A handful home Tests each summer will draw in further eyeballs if the product is compelling. To achieve that, players need to be better. Spend money to make money. Next year’s ICC funding increasing from (circa) $13 million to $17m certainly helps, but the next cycle is widely expected to drop due to broadcast factors in India.
There is a world in which Irish red ball cricket can thrive without becoming a dominant part of the calendar. But it will take plenty of money and even more stomach to find it. Everything you hear about Keane suggests she has the latter. “Direct,” “Straight shooter” and “Takes no shit” are phrases used by those who have worked with the new boss.
We can therefore hope she has the gumption to make a decent fist at ensuring recent events in Stormont become a thing of the past. Given the as of yet lack of detailed public explanation of her vision (it would be unsurprising if she herself is not yet sure of this, considering the number of fires that needed putting out when she started the job), we can’t yet be sure of this.
Quite a few club cricketers are fortunate enough to meet understanding partners who acknowledge the benefits of long Saturdays featuring a lack of runs or wickets. Value can also be found in Irish red ball cricket, be it performance or commercial. It will take exceptional leadership to find it.
Maybe it’s not completely hopeless to think that Keane will ultimately agree. Perhaps the results of her tough conversations will appease red ball lovers. Everyone wants answers instantly, but until we hear fully-formed thoughts after a lengthy period of acclimatising to the job, traditionalists who are fearful for what comes next will simply have to wait in hope.


I think the problem for developing players isn't just not playing enough red ball cricket, they don't play enough of any type of cricket. Bar the internationals, they are playing 15 interpro games if a player was to play all of them. How do they develop?

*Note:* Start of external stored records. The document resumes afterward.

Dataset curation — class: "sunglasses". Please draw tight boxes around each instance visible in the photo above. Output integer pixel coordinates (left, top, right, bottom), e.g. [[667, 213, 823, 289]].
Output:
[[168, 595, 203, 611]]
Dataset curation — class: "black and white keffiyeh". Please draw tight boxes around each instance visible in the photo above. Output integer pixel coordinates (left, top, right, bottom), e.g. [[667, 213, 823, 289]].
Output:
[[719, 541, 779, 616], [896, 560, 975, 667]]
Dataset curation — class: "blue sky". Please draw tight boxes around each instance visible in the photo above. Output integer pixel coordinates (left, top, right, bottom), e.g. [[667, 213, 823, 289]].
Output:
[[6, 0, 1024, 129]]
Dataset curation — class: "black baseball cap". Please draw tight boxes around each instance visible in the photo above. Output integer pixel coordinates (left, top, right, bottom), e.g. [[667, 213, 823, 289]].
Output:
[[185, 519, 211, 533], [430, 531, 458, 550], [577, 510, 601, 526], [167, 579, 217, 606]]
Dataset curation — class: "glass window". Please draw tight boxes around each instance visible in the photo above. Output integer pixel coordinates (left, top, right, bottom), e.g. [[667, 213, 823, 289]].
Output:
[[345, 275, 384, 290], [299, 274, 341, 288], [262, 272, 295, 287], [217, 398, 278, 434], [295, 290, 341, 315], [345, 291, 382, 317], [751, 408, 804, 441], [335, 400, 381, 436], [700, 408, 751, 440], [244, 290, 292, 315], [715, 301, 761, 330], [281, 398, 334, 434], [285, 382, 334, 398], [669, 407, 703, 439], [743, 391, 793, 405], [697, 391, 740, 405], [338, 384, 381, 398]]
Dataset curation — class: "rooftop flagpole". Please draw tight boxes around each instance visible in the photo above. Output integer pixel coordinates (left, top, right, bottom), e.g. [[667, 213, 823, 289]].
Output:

Like unless fast tracked from 19s there is nothing
Sarah comes from a sport where there is only one Test held every four years - the Olympics. That is all she needs to now about what Test cricket means & why it must remain the pinnacle. On its own, the Olympics looks like an incredibly expensive exercise but the "value" it generates - from aspiring youngsters wanting to compete one day & participate in sport to the viewer who wants to see the best of the best perform on the elite stage. Money should not be the basis of any discussion when it comes to Test cricket. Find it separately. Or get the right people who can find it. The fat trimming is not cutting out Test cricket nor the Emerald Challenge - its the fat within CI HQ that have become comfortable over the years. What is the cost of not hosting a Test nor Emerald Challenge? I hate the ETPL but you watch them promote the upcoming tournament compared to what CI will do the Indian matches with a 15yo demigod as the best promotion ETPL could only dream of!